By using AWS re:Post, you agree to the AWS re:Post Terms of Use

How to handle when db schema is null on Glue using bookmark

0

Hello

I am using Glue Pyspark to handle ETL, but when I tried running script with bookmark, I found out that if one script handles more than one table and one of them doesn't have changes or updates, the whole script would fail, so, I tried the following but it doesn't work. I wonder what's wrong and if there are any other workarounds? Thanks a million.

import sys
from awsglue.transforms import *
from awsglue.utils import getResolvedOptions
from pyspark.context import SparkContext
from pyspark.sql.functions import regexp_replace, col, upper, initcap, row_number, udf, concat, date_format, coalesce, when, lit, get_json_object
from pyspark.sql.window import Window
from pyspark.sql.types import BooleanType, StringType, IntegerType
from awsglue.context import GlueContext
from awsglue.job import Job
from awsglue.dynamicframe import DynamicFrame, DynamicFrameReader
from pyspark.sql import DataFrame 

args = getResolvedOptions(
    sys.argv,
    [
        'env',
        'role',		 
        'curated_bucket',
        'dataset_folder',
        'JOB_NAME'       
    ])

sc = SparkContext.getOrCreate()
glueContext = GlueContext(sc)
spark = glueContext.spark_session
job = Job(glueContext)
job.init(args['JOB_NAME'], args)
dynamic_frame_reader = DynamicFrameReader(glueContext)

env = args['env']
role = args['role']						   
curated_bucket = args['curated_bucket']
dataset_folder = args['dataset_folder']

########################### Handle role employee ###############################################
# Read from the customers table in the glue data catalog using a dynamic frame
node_role_employee = glueContext.create_dynamic_frame_from_catalog(
    database=role,
    table_name="employee",
    transformation_ctx="node_role_employee",   
    additional_options={"jobBookmarkKeys":["id"], "jobBookmarkKeysSortOrder":"asc", "mergeSchema": "true"}
).toDF()
node_role_employee.count()
node_role_employee.schema
node_role_employee.head(1)

if node_role_employee.schema() is not null:
# # Filter the DataFrame based on the 'op' column
    w = Window.partitionBy("employeeId").orderBy(node_role_employee["transaction_seq"].desc())
    dyfroleEmployeeRow = node_role_employee.withColumn("rownum", row_number().over(w))
    dyfroleEmployeeFiltered= dyfroleEmployeeRow.filter((dyfroleEmployeeRow["rownum"] == 1) & (col("transaction_seq").isNotNull())).drop("rownum")
    dyfroleEmployeeDel = dyfroleEmployeeFiltered.filter(col("op") != "D")
    

	dyfJoinEmployeeConfigCoalesce = dyfroleEmployeeDel.coalesce(1)
	# Convert from Spark DataFrame to Glue DynamicFrame
	dyfJoinEmployeeConfigConvert = DynamicFrame.fromDF(dyfJoinEmployeeConfigCoalesce, glueContext, "convert")
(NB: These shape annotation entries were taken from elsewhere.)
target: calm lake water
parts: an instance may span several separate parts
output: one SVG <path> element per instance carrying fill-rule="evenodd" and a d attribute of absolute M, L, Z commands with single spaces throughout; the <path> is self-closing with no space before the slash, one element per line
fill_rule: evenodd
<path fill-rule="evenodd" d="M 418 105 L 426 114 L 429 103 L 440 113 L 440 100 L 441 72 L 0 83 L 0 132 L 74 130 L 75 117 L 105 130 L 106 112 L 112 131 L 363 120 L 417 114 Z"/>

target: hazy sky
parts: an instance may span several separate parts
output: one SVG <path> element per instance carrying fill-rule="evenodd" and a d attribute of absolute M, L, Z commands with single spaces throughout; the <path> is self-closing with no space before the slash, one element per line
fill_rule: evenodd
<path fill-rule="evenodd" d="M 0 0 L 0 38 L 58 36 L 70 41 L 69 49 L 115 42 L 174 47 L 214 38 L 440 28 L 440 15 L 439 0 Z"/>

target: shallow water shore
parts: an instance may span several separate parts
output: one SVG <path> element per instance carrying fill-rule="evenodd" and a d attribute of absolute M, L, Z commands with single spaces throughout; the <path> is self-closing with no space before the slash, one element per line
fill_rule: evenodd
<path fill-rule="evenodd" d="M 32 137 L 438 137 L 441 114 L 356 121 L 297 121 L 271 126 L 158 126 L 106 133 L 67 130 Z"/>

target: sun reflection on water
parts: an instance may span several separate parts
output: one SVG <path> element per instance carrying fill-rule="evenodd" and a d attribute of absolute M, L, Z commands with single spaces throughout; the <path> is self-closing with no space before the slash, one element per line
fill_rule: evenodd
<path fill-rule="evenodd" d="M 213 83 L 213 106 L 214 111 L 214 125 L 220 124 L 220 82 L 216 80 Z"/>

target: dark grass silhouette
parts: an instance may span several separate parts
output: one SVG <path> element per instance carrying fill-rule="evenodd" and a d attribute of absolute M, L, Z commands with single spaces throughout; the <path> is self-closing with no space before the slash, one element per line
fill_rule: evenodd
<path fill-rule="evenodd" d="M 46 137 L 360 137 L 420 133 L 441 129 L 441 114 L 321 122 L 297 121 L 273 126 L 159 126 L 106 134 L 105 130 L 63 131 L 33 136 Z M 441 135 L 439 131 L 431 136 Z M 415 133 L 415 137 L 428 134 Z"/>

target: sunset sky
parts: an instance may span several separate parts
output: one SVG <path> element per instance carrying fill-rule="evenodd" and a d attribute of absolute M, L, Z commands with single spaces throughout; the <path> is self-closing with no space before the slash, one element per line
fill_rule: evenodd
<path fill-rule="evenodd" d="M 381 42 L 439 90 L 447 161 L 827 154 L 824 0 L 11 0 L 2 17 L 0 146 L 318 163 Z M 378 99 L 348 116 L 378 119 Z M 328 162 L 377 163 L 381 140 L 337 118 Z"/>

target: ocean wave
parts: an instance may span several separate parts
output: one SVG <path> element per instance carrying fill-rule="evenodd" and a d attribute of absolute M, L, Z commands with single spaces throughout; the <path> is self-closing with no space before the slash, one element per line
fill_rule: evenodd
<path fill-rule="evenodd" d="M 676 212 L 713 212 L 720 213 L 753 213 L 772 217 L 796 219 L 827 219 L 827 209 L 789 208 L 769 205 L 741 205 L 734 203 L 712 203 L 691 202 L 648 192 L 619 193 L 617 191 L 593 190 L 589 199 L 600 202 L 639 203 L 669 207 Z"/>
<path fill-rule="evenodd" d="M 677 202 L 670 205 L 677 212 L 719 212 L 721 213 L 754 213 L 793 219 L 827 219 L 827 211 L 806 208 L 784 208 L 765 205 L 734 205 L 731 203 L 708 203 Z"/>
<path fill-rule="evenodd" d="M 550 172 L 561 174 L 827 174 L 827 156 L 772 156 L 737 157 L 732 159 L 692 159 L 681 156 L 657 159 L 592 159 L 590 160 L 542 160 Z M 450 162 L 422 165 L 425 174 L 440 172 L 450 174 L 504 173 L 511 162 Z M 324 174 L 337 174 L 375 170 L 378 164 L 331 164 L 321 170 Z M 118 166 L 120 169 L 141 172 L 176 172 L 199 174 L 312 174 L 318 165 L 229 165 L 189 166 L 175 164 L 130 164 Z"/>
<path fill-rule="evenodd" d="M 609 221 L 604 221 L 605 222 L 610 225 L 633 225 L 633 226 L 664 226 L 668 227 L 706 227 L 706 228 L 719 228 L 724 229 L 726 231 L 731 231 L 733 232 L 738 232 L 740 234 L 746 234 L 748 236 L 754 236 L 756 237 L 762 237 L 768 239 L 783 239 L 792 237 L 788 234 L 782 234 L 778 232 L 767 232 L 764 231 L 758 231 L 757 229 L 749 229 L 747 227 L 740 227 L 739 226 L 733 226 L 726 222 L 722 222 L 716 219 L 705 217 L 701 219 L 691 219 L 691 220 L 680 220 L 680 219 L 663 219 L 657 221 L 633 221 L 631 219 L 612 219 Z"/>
	# Write the data in the converted DynamicFrame to an S3 location
	glueContext.write_dynamic_frame.from_options(
		frame=dyfJoinEmployeeConfigConvert,
		connection_type="s3",
		connection_options={"path": f"s3://{curated_bucket}/{dataset_folder}/bookmark/employee/"},
		format="parquet",
		transformation_ctx="datasink1"
)
####################################################################################################
########################### Handle role isoagent ###############################################

# Read from the customers table in the glue data catalog using a dynamic frame
node_role_agent = glueContext.create_dynamic_frame_from_catalog(
    database=role,
    table_name="isoagent",
    transformation_ctx="node_role_agent",    
    additional_options={"jobBookmarkKeys":["id"], "jobBookmarkKeysSortOrder":"asc", "mergeSchema": "true"}
).toDF()
if node_role_employee.schema() is not null:

	w = Window.partitionBy("isoAgentId").orderBy(node_role_agent["transaction_seq"].desc())
	dyfroleIsoagentRow = node_role_agent.withColumn("rownum", row_number().over(w))
	dyfroleIsoagentFiltered= dyfroleIsoagentRow.filter((dyfroleIsoagentRow["rownum"] == 1) & (col("transaction_seq").isNotNull())).drop("rownum")
	dyfroleIsoagentDel = dyfroleIsoagentFiltered.filter(col("op") != "D")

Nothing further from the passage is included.